Betzy down

[UPDATE, 2022-05-11:00]: Yesterday’s loss of power was due to a major power outage in the city of Trondheim.

[UPDATE, 2022-05-12 10:25] Most nodes are now up and running as normal.

[UPDATE, 2022-05-12 08:50]: There was a power outage on Betzy at around 23:30 last night, which made all compute nodes go down. We are working on getting the nodes up and back into production now.

It appears that most or all of Betzy is down right now. We are investigating.

Maintenance Stops on Saga, Fram and Betzy

[Update, 2022-04-30 11:10] The Fram and Saga maintenance is now over, and jobs are running again.

[Update, 2022-04-29 08:00] The Fram and Saga maintenances have now started.

[Update, 2022-04-28 12:56] The Betzy maintenance is now over, and jobs are starting again.

[Update, 2022-04-28 08:00] The Betzy maintenance has now started.
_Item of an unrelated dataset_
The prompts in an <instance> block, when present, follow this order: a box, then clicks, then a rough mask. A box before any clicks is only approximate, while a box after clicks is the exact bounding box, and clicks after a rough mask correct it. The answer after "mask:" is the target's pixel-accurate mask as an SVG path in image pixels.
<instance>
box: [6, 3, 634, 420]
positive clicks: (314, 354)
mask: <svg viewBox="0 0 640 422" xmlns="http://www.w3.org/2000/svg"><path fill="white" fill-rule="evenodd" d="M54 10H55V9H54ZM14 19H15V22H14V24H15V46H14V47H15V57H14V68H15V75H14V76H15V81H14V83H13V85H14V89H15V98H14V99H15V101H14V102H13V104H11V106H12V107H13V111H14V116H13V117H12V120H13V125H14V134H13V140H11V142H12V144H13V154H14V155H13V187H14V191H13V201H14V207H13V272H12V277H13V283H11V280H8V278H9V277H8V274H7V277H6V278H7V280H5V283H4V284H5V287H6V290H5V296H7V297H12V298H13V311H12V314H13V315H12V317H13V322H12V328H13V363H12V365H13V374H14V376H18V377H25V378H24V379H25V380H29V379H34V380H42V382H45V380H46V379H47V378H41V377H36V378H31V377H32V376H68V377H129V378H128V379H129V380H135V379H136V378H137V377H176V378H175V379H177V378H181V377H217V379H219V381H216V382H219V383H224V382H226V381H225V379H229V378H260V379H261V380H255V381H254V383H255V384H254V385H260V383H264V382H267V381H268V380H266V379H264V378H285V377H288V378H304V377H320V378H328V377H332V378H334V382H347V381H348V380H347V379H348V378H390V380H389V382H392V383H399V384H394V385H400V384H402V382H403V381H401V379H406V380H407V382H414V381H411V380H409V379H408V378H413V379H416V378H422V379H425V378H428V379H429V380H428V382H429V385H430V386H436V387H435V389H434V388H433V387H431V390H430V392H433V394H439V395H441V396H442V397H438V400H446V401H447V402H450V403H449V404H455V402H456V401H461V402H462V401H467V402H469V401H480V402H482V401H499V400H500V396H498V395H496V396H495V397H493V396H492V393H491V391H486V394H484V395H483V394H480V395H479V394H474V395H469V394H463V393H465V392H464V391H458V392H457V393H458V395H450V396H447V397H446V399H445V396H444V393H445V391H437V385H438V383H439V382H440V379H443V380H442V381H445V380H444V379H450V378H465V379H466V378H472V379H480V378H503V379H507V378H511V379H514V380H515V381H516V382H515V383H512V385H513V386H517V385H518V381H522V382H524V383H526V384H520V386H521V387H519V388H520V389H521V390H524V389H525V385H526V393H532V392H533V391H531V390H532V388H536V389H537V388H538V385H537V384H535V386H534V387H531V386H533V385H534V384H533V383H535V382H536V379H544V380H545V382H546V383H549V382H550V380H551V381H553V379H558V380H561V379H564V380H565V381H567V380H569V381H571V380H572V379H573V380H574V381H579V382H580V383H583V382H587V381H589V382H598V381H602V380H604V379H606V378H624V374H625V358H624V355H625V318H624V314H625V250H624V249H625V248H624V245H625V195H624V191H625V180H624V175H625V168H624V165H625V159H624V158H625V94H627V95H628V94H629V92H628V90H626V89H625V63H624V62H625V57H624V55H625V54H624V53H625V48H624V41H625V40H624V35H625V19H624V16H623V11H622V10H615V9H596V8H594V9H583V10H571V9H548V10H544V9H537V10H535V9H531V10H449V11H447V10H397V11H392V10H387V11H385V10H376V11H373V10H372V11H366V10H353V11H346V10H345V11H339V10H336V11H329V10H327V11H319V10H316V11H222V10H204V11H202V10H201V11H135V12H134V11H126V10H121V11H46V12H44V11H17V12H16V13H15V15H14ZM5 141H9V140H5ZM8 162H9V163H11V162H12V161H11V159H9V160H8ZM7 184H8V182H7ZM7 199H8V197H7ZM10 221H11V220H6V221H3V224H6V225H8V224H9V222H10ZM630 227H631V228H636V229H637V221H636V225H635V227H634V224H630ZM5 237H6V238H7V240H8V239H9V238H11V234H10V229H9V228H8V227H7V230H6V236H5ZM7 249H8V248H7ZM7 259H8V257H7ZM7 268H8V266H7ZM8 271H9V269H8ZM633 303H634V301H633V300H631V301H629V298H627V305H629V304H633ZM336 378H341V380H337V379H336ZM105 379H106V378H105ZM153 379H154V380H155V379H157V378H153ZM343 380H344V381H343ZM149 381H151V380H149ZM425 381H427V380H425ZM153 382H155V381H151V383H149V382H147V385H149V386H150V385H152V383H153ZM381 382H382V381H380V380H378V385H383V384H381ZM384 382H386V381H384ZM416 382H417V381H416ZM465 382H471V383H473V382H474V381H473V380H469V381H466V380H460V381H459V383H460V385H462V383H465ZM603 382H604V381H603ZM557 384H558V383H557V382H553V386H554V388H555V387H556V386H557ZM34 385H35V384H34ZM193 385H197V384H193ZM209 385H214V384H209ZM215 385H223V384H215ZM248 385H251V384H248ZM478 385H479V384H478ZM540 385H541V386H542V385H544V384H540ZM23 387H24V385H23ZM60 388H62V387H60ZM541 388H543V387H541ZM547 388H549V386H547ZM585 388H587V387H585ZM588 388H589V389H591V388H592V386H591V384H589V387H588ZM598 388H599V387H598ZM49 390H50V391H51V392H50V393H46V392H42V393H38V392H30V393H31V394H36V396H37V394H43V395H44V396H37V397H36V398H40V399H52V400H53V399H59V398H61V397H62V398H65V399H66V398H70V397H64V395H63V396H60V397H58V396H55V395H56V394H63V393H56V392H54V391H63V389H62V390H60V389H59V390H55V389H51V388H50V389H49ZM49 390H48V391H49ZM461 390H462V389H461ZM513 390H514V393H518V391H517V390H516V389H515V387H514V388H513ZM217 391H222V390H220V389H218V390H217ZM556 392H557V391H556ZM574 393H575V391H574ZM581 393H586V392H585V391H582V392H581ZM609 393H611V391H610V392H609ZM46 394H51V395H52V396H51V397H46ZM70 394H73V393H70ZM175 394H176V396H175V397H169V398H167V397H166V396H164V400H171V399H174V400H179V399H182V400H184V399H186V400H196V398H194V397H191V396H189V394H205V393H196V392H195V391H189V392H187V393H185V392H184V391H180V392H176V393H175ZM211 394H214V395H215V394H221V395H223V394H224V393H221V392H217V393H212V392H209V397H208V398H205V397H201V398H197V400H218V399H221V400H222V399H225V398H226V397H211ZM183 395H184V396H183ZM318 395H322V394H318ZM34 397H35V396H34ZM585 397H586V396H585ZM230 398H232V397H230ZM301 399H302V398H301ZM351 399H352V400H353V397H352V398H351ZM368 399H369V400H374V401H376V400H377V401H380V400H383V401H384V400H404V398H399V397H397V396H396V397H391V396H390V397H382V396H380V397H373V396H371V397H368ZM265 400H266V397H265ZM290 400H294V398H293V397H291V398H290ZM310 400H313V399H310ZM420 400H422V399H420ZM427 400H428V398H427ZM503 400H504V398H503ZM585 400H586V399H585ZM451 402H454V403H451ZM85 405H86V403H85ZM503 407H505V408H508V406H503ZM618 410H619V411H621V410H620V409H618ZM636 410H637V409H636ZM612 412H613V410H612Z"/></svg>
There will unfortunately be maintenance stops on all NRIS clusters next week, for an important security update. The maintenance stops will be

  • Betzy: Thursday, April 28. at 08:00
  • Fram and Saga: Friday, April 29. at 08:00

We expect the stops will last a couple of hours. We have set up maintenance reservations on all nodes on the clusters, so jobs that would have run into the reservation will be left pending in the job queue until after the maintenance stop.

We are sorry for the inconvenience this creates. We had hoped to be able to apply the security update with jobs running, but that turned out not to be possible.

Betzy: Corrected GPU node config

The queue system configuration of the GPU nodes on Betzy had an error: The number of CPUs were set to 128 instead of 64. Most jobs would probably not be affected by this, but it is possible that some jobs got sub-optimal cpu pinnings.

This has now been fixed, and the documentation updated. There is nothing users have to do with their job scripts (except if they asked for more than 64 cpus per node).

Downtime on Saga and Betzy, Thursday February 3.

There will be a short maintenance stop of Saga and Betzy on Thursday, Feburary 3. at 15:00 CET, due to work on the cooling system in the data hall. The downtime is planned to last for three hours.

During the downtime, no jobs will run, but the login nodes and the /cluster file system will be up. Jobs that cannot finish before 15:00 at February 3, will be left pending in the queue until after the stop.